Shipping in the midst of the ongoing trade wars
The escalation of tariffs and trade wars is spilling over to the shipping industry, especially if US’ proposal to target Chinese-built ships moves ahead. In its latest weekly report, shipbroker Xclusiv said that “the U.S. Trade Representative’s (USTR) proposal targeting Chinese maritime interests, particularly Chinese-built ships, port fees, and related sanctions, represents a significant escalation in the ongoing trade tensions between the U.S. and China. The proposal, if implemented, could have far-reaching consequences for both the global shipping industry and U.S. trade dynamics. However, the dominant position of Chinese shipyards in the global market, combined with the ongoing international demand for Chinese-built vessels, suggests that such measures may not be as effective as intended.

Source: Xclusiv
The Chinese shipbuilding industry holds a dominant position in the global market, accounting for a substantial share of the order book in key shipping segments.

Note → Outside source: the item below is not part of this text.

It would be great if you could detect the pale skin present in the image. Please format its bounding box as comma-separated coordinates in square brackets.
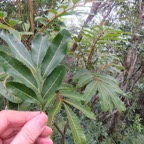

According to our data, Chinese yards make up around 70% of the orderbook for bulk carriers and tankers over 10,000 DWT, 75% of the container orderbook over 5,000 dwt and 37% of the gas carrier orderbook over 3,000 DWT. Additionally, Chinese shipyards control a large portion of the gas carrier orderbook, further consolidating their dominance. In 2026, it is projected that Chinese shipyards will deliver 65% of new vessels across these categories. This robust market share is driven by a combination of factors, including competitive pricing, efficient production processes, and technological advancements in shipbuilding”.
According to Xclusiv, “despite the USTR’s proposal to impose port fees on Chinese vessels, the reality is that most shipowners already own Chinese-built vessels or are in the process of constructing new ones in Chinese yards. Chinese-built vessels currently make up 43% of the bulk carriers over 10,000 dwt, 23% of tankers over 10,000 dwt, 35% of container carriers over 5,000 dwt, and 15% of gas carriers over 3,000 dwt in the active fleet. If we focus on vessels aged 0-10 years, Chinese-built vessels represent 54%, 33%, 59%, and 21% in these segments, respectively. The total fleet of vessels under 10 years old has a 45% share of Chinese-built ships. This market dominance is unlikely to be significantly disrupted by the imposition of port fees or other regulatory pressures. The Chinese shipyards have made significant investments in expanding their production capacity, ensuring that they are well-positioned to meet the increasing demand for fleet renewal driven by environmental regulations and the need for more fuel-efficient ships. Furthermore, some Japanese and South Korean shipyards have even partnered with Chinese yards, sharing designs and technical know-how to improve construction processes and maintain competitiveness in the market. If the USTR’s proposal moves forward, it is likely to create significant disruptions in the global shipping market, particularly in the tanker and container vessel segments, by leading to higher freight rates, which could fuel inflation and raise logistical costs for U.S. businesses. Moreover, many shipowners may avoid U.S. ports altogether to bypass the added costs, potentially leading to an imbalance in vessel supply and demand. This could strain global shipping capacity and result in higher costs for U.S. trade, undermining the U.S. government’s goals of boosting domestic production and strengthening exports”.

Source: Xclusiv
“This disruption could have long-term implications for global supply chains. The Chinese shipbuilding industry is a critical component of the global logistics infrastructure, and any disruption to the flow of Chinese-built vessels could have cascading effects on supply chains, leading to less efficient global trade. This could ultimately hurt U.S. businesses, which rely on affordable and efficient shipping to remain competitive in the global marketplace”, the shipbroker concluded.